Details on test system and experimental conditions:

NUMBER OF REPLICATIONS:
- Number of cultures per concentration: triplicate
- Number of independent experiments: 1 range-finder + 2 main experiments

METHOD OF TREATMENT/ EXPOSURE:
- Test substance added in medium (pre-incubation method)

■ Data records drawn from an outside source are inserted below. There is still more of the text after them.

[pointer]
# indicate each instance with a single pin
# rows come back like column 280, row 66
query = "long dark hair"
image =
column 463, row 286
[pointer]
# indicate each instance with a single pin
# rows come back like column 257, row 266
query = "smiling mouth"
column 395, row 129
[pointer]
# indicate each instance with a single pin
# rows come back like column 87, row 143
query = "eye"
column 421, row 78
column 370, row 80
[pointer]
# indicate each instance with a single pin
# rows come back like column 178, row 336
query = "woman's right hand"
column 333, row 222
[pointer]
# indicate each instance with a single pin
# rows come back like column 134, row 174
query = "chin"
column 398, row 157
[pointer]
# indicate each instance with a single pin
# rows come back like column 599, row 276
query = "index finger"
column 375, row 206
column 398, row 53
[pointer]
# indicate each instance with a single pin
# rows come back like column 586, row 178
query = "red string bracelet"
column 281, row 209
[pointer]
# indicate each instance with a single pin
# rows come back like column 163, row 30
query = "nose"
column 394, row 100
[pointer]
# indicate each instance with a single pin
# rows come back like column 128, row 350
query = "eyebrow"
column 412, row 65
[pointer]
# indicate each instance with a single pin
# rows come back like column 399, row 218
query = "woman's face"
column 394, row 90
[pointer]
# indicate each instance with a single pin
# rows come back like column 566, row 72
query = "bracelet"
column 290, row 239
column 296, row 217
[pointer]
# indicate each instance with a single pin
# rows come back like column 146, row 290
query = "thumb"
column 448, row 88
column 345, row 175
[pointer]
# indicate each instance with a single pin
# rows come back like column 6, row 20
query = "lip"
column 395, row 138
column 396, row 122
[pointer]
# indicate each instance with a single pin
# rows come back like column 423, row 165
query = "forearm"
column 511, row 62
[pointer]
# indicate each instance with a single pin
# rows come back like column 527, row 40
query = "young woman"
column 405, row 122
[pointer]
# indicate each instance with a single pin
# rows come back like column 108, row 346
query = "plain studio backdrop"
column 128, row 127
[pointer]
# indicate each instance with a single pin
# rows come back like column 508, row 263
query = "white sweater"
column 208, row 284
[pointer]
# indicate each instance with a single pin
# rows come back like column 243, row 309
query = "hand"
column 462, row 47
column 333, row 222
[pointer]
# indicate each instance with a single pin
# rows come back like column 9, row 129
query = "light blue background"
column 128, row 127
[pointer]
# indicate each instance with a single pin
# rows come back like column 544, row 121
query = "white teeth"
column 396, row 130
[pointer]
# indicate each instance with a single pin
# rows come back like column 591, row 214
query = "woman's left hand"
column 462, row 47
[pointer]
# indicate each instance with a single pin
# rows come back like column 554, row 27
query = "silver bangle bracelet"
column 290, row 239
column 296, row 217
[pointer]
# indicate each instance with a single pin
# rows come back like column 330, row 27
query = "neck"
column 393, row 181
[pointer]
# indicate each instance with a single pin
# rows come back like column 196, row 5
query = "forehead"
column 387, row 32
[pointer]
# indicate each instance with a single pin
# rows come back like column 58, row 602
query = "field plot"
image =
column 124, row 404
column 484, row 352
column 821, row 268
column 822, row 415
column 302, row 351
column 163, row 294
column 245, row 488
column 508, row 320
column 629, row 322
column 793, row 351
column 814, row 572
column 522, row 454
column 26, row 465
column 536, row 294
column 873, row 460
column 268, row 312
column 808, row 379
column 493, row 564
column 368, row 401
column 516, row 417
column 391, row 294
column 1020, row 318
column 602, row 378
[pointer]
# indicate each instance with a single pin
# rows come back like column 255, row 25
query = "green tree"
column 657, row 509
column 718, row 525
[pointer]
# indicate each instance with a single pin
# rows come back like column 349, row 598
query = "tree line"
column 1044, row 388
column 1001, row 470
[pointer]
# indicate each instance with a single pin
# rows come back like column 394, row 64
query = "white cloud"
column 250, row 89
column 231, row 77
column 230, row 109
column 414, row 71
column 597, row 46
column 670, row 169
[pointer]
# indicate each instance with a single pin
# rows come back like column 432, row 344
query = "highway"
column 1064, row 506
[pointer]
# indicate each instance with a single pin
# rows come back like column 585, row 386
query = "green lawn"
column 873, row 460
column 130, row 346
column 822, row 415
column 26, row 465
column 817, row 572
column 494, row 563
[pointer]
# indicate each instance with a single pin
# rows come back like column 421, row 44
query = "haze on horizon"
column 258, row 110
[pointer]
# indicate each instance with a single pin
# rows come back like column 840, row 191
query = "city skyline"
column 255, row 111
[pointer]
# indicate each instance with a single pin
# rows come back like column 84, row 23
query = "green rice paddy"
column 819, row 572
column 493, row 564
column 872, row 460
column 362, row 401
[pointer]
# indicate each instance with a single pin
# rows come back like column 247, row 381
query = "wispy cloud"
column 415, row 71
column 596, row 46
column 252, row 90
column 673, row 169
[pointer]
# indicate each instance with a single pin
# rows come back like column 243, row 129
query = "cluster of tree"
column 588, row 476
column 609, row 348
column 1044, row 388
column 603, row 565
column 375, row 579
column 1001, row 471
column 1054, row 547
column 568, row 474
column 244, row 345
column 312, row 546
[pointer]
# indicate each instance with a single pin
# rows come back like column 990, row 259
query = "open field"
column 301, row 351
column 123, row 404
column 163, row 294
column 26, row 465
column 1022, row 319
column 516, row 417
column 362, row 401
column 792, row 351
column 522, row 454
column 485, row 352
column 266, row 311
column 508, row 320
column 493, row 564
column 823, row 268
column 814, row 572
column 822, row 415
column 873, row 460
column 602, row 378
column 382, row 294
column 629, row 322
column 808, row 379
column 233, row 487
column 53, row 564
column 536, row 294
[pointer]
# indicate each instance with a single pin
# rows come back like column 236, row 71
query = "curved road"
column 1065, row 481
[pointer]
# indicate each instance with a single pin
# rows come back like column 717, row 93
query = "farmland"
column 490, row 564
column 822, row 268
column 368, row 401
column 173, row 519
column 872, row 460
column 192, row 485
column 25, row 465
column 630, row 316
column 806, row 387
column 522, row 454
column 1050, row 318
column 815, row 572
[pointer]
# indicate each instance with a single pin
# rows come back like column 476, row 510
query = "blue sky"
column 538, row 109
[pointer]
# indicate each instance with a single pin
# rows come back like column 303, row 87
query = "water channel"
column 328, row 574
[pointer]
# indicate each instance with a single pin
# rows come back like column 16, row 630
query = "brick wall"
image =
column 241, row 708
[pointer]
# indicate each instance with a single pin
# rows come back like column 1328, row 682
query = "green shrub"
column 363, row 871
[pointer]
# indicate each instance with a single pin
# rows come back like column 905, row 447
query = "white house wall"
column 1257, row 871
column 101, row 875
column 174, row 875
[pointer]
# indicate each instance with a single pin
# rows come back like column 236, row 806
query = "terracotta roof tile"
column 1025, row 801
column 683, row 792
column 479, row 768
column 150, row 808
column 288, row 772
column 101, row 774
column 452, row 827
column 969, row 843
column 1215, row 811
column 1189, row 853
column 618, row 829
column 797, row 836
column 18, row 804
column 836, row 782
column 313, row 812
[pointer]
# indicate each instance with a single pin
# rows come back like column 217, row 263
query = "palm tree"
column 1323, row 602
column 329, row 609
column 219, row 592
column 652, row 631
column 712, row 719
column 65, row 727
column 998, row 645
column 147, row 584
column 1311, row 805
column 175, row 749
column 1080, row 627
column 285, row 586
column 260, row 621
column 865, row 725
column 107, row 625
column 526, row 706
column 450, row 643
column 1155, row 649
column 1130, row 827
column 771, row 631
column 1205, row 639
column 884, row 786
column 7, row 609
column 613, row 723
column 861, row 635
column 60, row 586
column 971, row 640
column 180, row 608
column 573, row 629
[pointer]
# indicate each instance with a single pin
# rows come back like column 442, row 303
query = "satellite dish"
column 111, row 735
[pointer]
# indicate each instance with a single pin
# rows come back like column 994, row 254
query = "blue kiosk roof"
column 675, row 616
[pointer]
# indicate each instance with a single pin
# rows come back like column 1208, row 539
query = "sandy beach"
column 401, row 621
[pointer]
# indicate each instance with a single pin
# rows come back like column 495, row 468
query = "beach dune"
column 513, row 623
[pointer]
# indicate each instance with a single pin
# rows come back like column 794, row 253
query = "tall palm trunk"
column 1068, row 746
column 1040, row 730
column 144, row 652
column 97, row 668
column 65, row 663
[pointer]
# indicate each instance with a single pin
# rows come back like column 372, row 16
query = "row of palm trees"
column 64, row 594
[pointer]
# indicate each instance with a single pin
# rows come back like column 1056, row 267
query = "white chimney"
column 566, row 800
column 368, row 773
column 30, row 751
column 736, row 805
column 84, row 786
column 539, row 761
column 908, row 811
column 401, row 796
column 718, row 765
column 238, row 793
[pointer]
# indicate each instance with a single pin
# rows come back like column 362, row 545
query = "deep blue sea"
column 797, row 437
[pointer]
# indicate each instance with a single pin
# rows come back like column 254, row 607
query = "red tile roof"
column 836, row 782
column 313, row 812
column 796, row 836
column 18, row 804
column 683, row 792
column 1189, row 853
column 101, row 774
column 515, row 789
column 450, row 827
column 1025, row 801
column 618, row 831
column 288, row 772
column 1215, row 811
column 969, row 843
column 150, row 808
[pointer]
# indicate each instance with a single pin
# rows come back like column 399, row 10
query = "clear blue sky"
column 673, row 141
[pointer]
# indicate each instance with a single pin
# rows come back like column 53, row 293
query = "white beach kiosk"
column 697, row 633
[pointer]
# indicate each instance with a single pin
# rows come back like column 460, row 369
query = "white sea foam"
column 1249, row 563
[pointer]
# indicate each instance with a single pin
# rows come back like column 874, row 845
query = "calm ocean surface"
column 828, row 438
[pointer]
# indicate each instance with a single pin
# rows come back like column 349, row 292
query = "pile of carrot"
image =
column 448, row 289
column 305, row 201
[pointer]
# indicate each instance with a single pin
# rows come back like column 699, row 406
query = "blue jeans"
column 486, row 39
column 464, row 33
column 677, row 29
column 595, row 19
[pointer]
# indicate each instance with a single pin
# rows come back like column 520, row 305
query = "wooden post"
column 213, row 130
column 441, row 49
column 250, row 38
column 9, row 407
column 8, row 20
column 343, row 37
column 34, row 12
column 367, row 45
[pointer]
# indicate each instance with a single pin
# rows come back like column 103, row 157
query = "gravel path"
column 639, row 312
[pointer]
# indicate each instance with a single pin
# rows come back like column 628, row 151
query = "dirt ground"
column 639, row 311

METHODS FOR MEASUREMENT OF CYTOTOXICITY
- Method: background growth inhibition

Evaluation criteria:

The test substance was deemed to be mutagenic (positive) in this test system if 1 or more of the 5 test bacteria strains, either or without S9 mix, had an average number of mutant colonies on test substance plates that was twice or more the number of the solvent control, and the increase was reproducible or dose-dependent. However, it was considered a negative result if the lower number compared to the solvent control value did not demonstrate a dose-dependent increase in the number of mutant colonies in the event only 1 of the 2 main tests at a specific dose was observed with average number of colonies at more than double the solvent control value.

Results and discussion

Test resultsopen allclose all

Additional information on results:

TEST-SPECIFIC CONFOUNDING FACTORS: None reported

RANGE-FINDING/SCREENING STUDIES:
The results were that in tests without S9 mix, antibacterial activity was observed on TA1537 from 150 μg/plate. In tests with S9 mix antibacterial activity was observed from 500 μg/plate or more for TA1537 and from 1500μg/plate or more for TA100.
Therefore, the highest dose in this study was set at 5000 μg/plate for testing both with and without S9 mix (testing TA100 with S9 mix at 2000 μg/plate, testing TA1537 without S9 mix at 400 μg/plate, and with S9 mix at 1000 μg/plate)


STUDY RESULTS
The results showed no increase in the number of mutant colonies that was more than twice the solvent control value in any strain of the bacteria tested.
- Concurrent vehicle negative and positive control data: an increase in the number of mutant colonies was observed in all test bacteria in the positive control group, and the number of mutant colonies measured with the solvent control group was within the range of historical control values, confirming the effectiveness of this test system.
- Signs of toxicity: cf. result tables
- Individual plate counts: cf result tables
- Mean number of revertant colonies per plate and standard deviation: cf. result tables

HISTORICAL CONTROL DATA
- Positive historical control data: not reported
- Negative (solvent/vehicle) historical control data: not reported

Applicant's summary and conclusion

Conclusions:

Interpretation of results: negative

Executive summary:

In a reverse gene mutation assay in bacteria conducted according to OECD TG 471 and in compliance with GLP, S. typhimurium strains TA 1535, TA 1537, TA 98, TA 100 and E. coli WP2 uvrA were exposed to the test item diluted in DMSO at a concentration up to 5000 µg/plate in the presence and absence of mammalian metabolic activation under the liquid pre-incubation assay.

The positive controls induced the appropriate response in the corresponding strains.

Toxicity effects varied in a strain-specific manner; at high doses from 200 µg/plate upward precipitations were observed.

Under the test conditions, there was no evidence of induced mutant colonies over background. (MHWJ 1997).